Born Ruth Schmidt in Stuttgart, Germany, Moll enjoyed a traditional Jewish childhood before the horrors of Kristallnacht ravaged her community. She remembers hearing the sound of shattering glass from inside her home. Weeks later, the Gestapo came looking for her father, a successful businessman. Luckily, he wasn’t home.

Sensing the immediacy of the Nazi threat, the Schmidt parents sought to protect their three daughters, ages 12, 10 and 9 at the time. With the help of a wealthy aunt, they secured travel documents and tickets for their children on a train bound for the Netherlands coast. A ferry would take them the rest of the way to England.

The children were permitted one small overnight suitcase each; no sentimental items could be accommodated. But Moll managed to smuggle her wooden recorder, on which she had been playing children’s songs since kindergarten, in her bag. She has kept the instrument to this day.

“It meant a lot to me because I was the only one of the three of us [who played] an instrument,” she told the Journal. She joked that she would probably need some breathing practice before she could play the wind instrument again. “I’m an old woman,” she laughed.

She left home not knowing if she ever would see her parents again, and upon arriving in England, on Feb. 3, 1939, the Schmidt girls were met by a relative, who enrolled them in a Christian boarding school. Moll’s parents later gained passage to England, mere weeks before the war started, and while they were able to visit their daughters at the boarding school, the family was not fully reunited until after the war.

Unfortunately, many of the other children saved by the Kindertransport never saw their families again.

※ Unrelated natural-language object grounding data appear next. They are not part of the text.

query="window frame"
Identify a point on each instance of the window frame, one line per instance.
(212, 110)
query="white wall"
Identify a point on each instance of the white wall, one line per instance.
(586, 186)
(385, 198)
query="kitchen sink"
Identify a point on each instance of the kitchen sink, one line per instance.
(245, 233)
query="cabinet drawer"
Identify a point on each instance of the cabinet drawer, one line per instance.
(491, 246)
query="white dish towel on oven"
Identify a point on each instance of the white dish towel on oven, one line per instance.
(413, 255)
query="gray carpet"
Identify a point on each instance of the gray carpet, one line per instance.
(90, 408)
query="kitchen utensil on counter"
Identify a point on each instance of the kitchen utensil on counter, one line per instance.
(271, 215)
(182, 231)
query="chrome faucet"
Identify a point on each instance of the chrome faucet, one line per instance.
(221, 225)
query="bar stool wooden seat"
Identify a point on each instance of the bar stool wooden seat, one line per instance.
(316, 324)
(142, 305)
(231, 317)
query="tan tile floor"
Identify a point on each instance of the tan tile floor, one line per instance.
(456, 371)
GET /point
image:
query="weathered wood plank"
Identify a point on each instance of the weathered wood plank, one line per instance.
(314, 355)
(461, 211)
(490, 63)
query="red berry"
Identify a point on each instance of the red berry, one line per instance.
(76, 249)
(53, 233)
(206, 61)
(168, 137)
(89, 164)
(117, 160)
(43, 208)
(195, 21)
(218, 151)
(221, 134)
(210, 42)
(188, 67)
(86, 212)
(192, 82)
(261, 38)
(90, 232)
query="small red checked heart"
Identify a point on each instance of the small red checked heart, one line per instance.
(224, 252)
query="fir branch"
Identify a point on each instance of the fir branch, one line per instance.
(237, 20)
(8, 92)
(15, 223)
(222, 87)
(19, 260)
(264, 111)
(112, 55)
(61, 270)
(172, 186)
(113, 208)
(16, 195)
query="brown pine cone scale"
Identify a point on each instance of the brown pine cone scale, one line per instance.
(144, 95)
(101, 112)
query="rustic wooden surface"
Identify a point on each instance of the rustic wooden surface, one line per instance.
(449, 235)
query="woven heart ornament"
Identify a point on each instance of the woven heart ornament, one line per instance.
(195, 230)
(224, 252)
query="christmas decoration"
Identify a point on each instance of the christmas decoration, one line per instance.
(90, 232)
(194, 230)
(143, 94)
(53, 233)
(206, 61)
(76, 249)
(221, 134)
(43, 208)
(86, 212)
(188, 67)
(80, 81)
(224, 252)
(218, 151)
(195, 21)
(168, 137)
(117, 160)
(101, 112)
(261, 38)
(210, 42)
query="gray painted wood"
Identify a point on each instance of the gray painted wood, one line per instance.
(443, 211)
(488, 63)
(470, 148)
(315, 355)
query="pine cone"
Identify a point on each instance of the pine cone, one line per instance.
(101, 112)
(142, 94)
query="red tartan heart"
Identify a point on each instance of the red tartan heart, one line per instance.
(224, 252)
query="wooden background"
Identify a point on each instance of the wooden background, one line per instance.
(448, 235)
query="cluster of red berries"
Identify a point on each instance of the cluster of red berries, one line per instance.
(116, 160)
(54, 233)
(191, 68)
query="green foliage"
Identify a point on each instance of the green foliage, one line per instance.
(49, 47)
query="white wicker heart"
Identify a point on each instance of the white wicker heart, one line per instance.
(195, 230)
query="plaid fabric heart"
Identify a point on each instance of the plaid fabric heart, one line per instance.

That includes her late husband, Rudy Moll, whom she met after moving to California in the 1950s.

Moll’s flight from Nazi persecution was made possible in the aftermath of Kristallnacht when a group of British Jewish and Quaker leaders appealed to Parliament for the admission of unaccompanied Jewish children as refugees from Nazi territories. British authorities agreed to take in an unspecified number as temporary migrants, with the assumption that they would return to Germany once the danger had passed.

Jewish organizations inside Germany and its territories planned the extraction, prioritizing especially vulnerable children, such as orphans, and organizing the travel from major cities like Prague, Vienna and Frankfurt, where Moll and her sisters were dropped off at the train station by the family maid.

Ruth Moll as a child
Ruth Moll as a child

Overall, around 10,000 children made it safely to England, mostly by train and ship, with a few arriving by airplane. The Kindertransport ceased operating in May 1940, when Dutch forces surrendered to the German army, making the last leg, the ferry, unnavigable.

“England was the only country who was willing to open their doors to save 10,000 children,” Moll said, “and they would have saved more if they would have had the money.”

Still, since she never saw the inside of a concentration camp, she never thought of herself as a Holocaust survivor. “Into the Arms of Strangers,” a documentary about the Kindertransport, changed her perspective.

“Now when people ask me, I tell them I’m a survivor,” she said. “It seems to have some kind of impact, which is really what I’m happy about.”

She sees the rescue effort that saved her life as a moral imperative for future generations, one that’s never been more pressing than today. With this in mind, she talked about the refugee crisis in Syria and Europe, saying that people today aren’t listening to what’s going on in Syria and noticing the parallels with the Holocaust.

“I’m scared for what’s happening in the world, for myself,” Moll said. “Because we said never again, but who knows?”